Re: [OMPI devel] Open MPI BTL meeting in Knoxville

George Bosilca Tue, 5 Mar 2013 11:08:00 -0500

All,

[This is in complement to the internal notes that Jeff sent out earlier.]


As you might have heard some of us had a meeting few weeks ago at UTK to talk 
about the BTL, and their possible move down at the OPAL level. As a result 
several key components have been identified as susceptible candidates that must 
be moved prior to the BTL. You might have already noticed some of the changes 
identified during this meeting have already begun.
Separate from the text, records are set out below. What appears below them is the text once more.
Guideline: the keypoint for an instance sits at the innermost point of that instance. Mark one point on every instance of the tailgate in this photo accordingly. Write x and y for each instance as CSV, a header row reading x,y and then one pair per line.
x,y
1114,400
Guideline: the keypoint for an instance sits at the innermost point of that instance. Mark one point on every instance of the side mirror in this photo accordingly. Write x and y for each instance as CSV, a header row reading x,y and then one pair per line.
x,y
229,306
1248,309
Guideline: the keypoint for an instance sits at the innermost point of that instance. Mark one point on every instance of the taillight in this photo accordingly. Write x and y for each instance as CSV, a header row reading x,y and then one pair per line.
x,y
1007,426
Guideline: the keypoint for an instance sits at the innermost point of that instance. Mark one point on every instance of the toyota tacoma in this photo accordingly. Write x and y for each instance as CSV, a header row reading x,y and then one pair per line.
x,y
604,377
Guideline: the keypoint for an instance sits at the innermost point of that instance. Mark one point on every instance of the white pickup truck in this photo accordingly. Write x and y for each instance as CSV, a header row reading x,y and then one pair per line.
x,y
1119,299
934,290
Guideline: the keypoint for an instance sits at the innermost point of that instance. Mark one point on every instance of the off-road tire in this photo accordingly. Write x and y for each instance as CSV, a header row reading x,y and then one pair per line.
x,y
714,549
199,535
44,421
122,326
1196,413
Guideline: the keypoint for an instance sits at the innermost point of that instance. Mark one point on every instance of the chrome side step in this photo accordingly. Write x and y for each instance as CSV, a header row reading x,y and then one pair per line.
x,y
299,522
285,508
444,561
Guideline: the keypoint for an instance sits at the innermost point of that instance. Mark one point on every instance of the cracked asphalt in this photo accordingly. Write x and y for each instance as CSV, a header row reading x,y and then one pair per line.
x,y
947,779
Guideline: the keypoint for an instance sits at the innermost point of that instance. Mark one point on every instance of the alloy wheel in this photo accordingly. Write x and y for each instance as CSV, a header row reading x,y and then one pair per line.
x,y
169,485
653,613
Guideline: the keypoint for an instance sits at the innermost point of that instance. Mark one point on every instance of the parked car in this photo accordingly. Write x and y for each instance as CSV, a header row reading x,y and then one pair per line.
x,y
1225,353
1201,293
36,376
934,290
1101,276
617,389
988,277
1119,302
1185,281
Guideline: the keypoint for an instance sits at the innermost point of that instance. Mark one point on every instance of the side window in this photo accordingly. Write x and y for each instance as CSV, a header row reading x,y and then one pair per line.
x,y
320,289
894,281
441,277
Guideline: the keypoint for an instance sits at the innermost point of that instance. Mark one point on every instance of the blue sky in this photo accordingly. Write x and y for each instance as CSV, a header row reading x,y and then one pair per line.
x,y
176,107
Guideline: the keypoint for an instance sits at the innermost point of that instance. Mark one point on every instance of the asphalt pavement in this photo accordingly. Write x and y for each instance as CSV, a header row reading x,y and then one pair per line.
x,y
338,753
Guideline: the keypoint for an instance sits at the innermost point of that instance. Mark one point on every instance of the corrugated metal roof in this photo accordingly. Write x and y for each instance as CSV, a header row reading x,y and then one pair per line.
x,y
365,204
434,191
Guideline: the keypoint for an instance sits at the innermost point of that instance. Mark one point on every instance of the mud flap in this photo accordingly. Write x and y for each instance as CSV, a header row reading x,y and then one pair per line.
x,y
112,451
Here is a comprehensive list of things to be moved. The ones marked with * have 
been already completed.
* Modex (ortedb)
- Mpool + rcache + conv
* Help messaging (get rid of ompi_show_help by replacing it with opal_show_help)
- RML / OOB
- BTL

Two additional things to be addressed and clearly defined during this move are:

- Naming + Endpoints: For now we'll go with an uint64_t packaged as an OPAL 
type (to be defined). This naming will only be used during the initial steps, 
up to when the upper layer (RTE or OMPI) is taking control, and the 
corresponding naming scheme will be used. This name is provided by the upper 
layer, OPAL will only used it as an index in the opal_db.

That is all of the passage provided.